From then on, (well actually the whole time I was on the autovia), it was just about counting down the kms. My pannier, on which I painted “The journey is the destination” in fluro green, would not be impressed with such an approach to touring, but right at that point, the journey was a lot less interesting than the destination. My ETA (Estimated Time of Arrival) turned out to be a bit optimistic due to a few tough climbs, but in spite of that, it was only about 3.15 pm when I spotted a sign for the campground. Whoopee, no more autovia! I turned off, followed the first sign to the campsite, and then got a bit confused. Where was this place?
There was a 'golf resort' to the left, but somehow I had a feeling that the clientèle there would not acquiesce to living within spitting distance of a campground, so it probably wasn't down that way. When I went the other way though, I couldn't see any other option. I didn't go all the way down the service road, but it looked very much like the road joined up to the autovia again after a short downhill, and I really didn't feel like climbing up again, so I wrote it off and rode back down to the golf resort. After asking first at a cafe (where they were rather snooty towards me) and then at the barred gateway to the gated community (where the security guard was in fact very nice), I received the advice that it was indeed up the other way.
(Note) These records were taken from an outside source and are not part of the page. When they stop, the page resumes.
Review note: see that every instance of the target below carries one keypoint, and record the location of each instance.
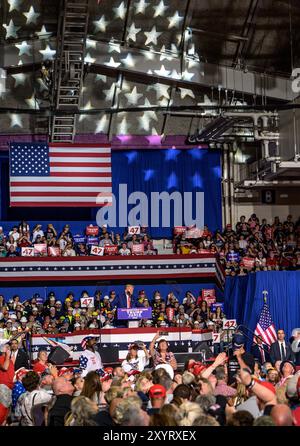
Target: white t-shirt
(89, 362)
(27, 401)
(138, 363)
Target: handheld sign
(97, 250)
(86, 301)
(229, 324)
(134, 230)
(216, 339)
(27, 252)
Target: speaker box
(58, 356)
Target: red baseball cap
(157, 391)
(268, 386)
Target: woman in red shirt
(6, 383)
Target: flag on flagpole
(60, 175)
(265, 327)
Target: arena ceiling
(142, 54)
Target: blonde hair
(188, 413)
(82, 411)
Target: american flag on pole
(62, 175)
(265, 327)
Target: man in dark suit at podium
(260, 351)
(125, 300)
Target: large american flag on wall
(265, 327)
(60, 175)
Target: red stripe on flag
(77, 164)
(59, 184)
(78, 155)
(80, 174)
(57, 194)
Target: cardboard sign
(92, 230)
(27, 252)
(134, 313)
(194, 233)
(97, 250)
(92, 241)
(229, 324)
(110, 250)
(40, 248)
(178, 230)
(248, 262)
(138, 249)
(86, 301)
(216, 338)
(53, 251)
(79, 239)
(134, 230)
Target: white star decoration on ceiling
(19, 78)
(132, 32)
(128, 61)
(15, 120)
(102, 124)
(100, 25)
(120, 11)
(140, 6)
(47, 53)
(175, 20)
(160, 9)
(11, 30)
(14, 5)
(23, 48)
(112, 63)
(43, 34)
(186, 92)
(133, 97)
(31, 16)
(89, 59)
(152, 36)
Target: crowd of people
(70, 314)
(48, 242)
(148, 389)
(251, 246)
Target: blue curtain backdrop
(61, 291)
(193, 170)
(244, 299)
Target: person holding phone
(162, 355)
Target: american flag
(265, 327)
(60, 175)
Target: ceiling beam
(165, 67)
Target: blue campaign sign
(134, 313)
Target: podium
(134, 315)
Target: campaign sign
(86, 301)
(92, 241)
(134, 313)
(79, 239)
(138, 249)
(27, 252)
(40, 248)
(214, 307)
(134, 230)
(97, 250)
(53, 251)
(92, 230)
(229, 324)
(110, 250)
(178, 230)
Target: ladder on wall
(69, 68)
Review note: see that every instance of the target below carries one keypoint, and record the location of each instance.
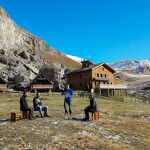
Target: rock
(33, 52)
(32, 58)
(2, 52)
(18, 78)
(24, 55)
(32, 68)
(3, 60)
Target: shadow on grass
(77, 119)
(4, 120)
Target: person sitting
(91, 108)
(37, 103)
(24, 105)
(68, 92)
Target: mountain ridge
(23, 54)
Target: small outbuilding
(3, 84)
(40, 83)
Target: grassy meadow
(121, 126)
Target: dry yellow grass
(121, 126)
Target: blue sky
(105, 30)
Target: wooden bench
(95, 115)
(14, 115)
(24, 115)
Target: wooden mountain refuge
(3, 84)
(40, 83)
(90, 76)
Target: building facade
(90, 76)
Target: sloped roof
(90, 68)
(101, 79)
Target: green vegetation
(121, 125)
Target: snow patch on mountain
(75, 58)
(142, 66)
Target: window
(80, 76)
(81, 84)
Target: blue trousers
(40, 108)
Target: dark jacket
(68, 94)
(37, 102)
(23, 103)
(93, 104)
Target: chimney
(86, 63)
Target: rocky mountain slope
(22, 54)
(75, 58)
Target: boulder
(3, 60)
(19, 78)
(24, 55)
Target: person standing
(68, 92)
(24, 105)
(91, 108)
(37, 103)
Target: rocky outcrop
(22, 54)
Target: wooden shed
(90, 76)
(3, 84)
(40, 83)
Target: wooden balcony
(3, 86)
(42, 86)
(112, 86)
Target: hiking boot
(85, 119)
(42, 116)
(47, 116)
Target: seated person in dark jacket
(24, 105)
(91, 108)
(37, 103)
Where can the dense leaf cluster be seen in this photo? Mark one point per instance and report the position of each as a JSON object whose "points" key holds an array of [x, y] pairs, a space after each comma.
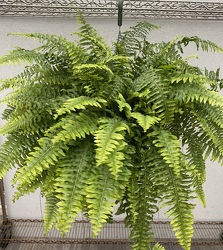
{"points": [[92, 128]]}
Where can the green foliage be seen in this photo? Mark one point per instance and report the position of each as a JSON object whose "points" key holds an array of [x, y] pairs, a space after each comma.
{"points": [[93, 128]]}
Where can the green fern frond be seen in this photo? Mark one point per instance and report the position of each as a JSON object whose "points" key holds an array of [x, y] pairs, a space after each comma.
{"points": [[158, 94], [176, 194], [141, 188], [50, 212], [102, 192], [14, 151], [168, 146], [185, 93], [157, 246], [41, 159], [108, 138], [96, 71], [74, 126], [70, 185], [145, 121], [123, 105], [81, 102]]}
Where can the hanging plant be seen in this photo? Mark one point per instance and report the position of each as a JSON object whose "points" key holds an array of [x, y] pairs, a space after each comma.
{"points": [[93, 127]]}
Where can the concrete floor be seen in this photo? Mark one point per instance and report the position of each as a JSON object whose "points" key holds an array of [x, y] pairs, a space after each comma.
{"points": [[18, 246]]}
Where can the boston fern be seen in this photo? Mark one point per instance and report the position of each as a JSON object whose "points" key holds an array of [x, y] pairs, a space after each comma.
{"points": [[94, 127]]}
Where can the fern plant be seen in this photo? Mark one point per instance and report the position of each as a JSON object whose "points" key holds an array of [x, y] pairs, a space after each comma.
{"points": [[94, 126]]}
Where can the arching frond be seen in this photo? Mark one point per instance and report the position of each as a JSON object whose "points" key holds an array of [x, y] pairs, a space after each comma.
{"points": [[110, 142]]}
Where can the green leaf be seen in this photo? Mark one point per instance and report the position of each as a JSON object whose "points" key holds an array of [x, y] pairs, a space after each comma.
{"points": [[145, 121]]}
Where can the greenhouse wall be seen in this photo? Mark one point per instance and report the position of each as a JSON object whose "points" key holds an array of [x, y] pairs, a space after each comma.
{"points": [[32, 206]]}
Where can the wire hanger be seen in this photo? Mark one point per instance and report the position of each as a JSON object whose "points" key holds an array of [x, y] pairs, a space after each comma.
{"points": [[120, 12]]}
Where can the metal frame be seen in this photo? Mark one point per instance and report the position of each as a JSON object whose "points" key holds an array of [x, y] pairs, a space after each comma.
{"points": [[210, 10]]}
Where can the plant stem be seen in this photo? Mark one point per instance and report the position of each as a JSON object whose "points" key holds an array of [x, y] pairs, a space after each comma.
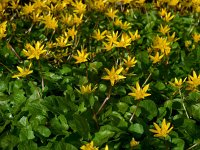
{"points": [[86, 65], [6, 67], [104, 102], [183, 104], [42, 79], [191, 147], [130, 120], [146, 79]]}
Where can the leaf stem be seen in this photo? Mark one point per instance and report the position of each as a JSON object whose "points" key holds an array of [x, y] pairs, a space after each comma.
{"points": [[6, 67], [130, 120], [105, 100], [146, 79], [183, 103]]}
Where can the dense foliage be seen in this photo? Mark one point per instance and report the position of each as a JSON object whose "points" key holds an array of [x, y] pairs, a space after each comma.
{"points": [[99, 74]]}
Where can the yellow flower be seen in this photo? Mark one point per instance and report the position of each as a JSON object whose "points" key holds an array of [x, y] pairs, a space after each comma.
{"points": [[196, 37], [62, 41], [161, 44], [118, 22], [23, 72], [125, 25], [87, 89], [77, 20], [173, 2], [124, 42], [134, 36], [126, 1], [113, 75], [79, 7], [130, 62], [138, 92], [99, 5], [36, 17], [193, 81], [106, 147], [81, 57], [14, 4], [27, 9], [164, 29], [168, 17], [98, 35], [134, 143], [72, 32], [111, 13], [141, 2], [172, 37], [34, 52], [163, 12], [50, 22], [112, 38], [188, 43], [3, 29], [108, 46], [156, 58], [67, 19], [89, 146], [177, 83], [162, 131]]}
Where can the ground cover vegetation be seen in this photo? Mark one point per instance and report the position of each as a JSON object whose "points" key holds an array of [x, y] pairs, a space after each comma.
{"points": [[99, 74]]}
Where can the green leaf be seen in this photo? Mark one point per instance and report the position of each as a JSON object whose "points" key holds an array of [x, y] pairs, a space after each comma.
{"points": [[52, 76], [3, 86], [102, 137], [118, 120], [179, 144], [26, 145], [136, 128], [102, 88], [26, 133], [65, 69], [8, 141], [149, 109], [160, 86], [59, 125], [23, 121], [63, 146], [195, 111], [44, 131], [122, 107], [80, 125]]}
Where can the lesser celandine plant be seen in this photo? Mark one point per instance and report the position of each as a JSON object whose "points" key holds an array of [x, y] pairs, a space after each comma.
{"points": [[99, 74]]}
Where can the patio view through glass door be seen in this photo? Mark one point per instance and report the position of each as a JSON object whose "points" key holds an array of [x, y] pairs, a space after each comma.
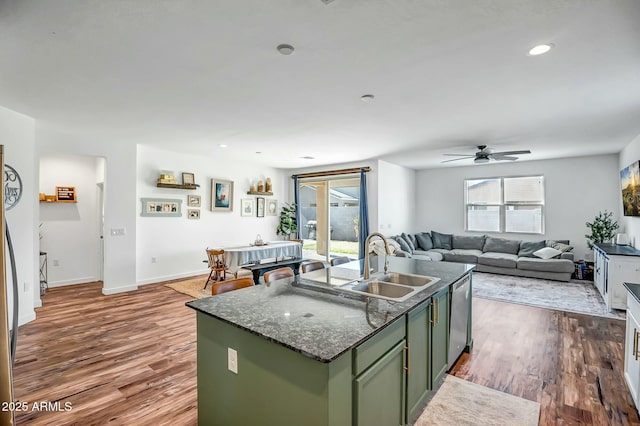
{"points": [[329, 215]]}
“The first turnoff”, the guard had said, so I climbed back up the steep hill, and turned into the first turnoff. It looked quite like a farm, but there was a faded emblem on the wall of the building that might have said 'Camping' at some distant point in the past, and the gate opened when I tried it, so I went in. The building that might once have been the reception for a campground was in a rather advanced state of repair. It was clear no-one had been there in some time. There were some cows in the field across from the building, but apart from that, the place looked completely deserted.
I had a good look around, and had to admit, that while it didn't look like a campsite, there were quite a few places, which would be very suitable for stealth camping. 'I'll just go down that road there and see if there's anyone I can ask'. There didn't appear to be, so I decided, what the hell, I'll just camp here. I really didn't want to ride any further, and it looked like it was about to rain, so it was quite ideal.
Being careful to avoid stepping on the many cow pats that covered the place, I followed a little path up next to some kind of automatic telephone exchange facility, and discovered an alcove, completely shielded from view from all sides. It looked like it would do very nicely, so I dragged all my things up and set up the tent just in time to avoid the drizzle that was beginning.
By then it was about 4.30, definitely one of the earliest finishes I've had throughout the tour. Getting to Gibraltar was probably out of the question given that I was stealthing, but at least I'd have plenty of time to catch up with the journal. I went for a run first, staying within the grounds of the property, and in the process discovering that there was actually a house a bit further down the road that led from the gate. I'd already invested too much to risk asking for permission, so I ran back up, hoping no-one had seen me, and restricted the rest of the run to the upper part of the property.
I went to sleep very early, suppressing fears of shotgun wielding farmers ripping open the tent fly and roaring at me to get the hell out of there.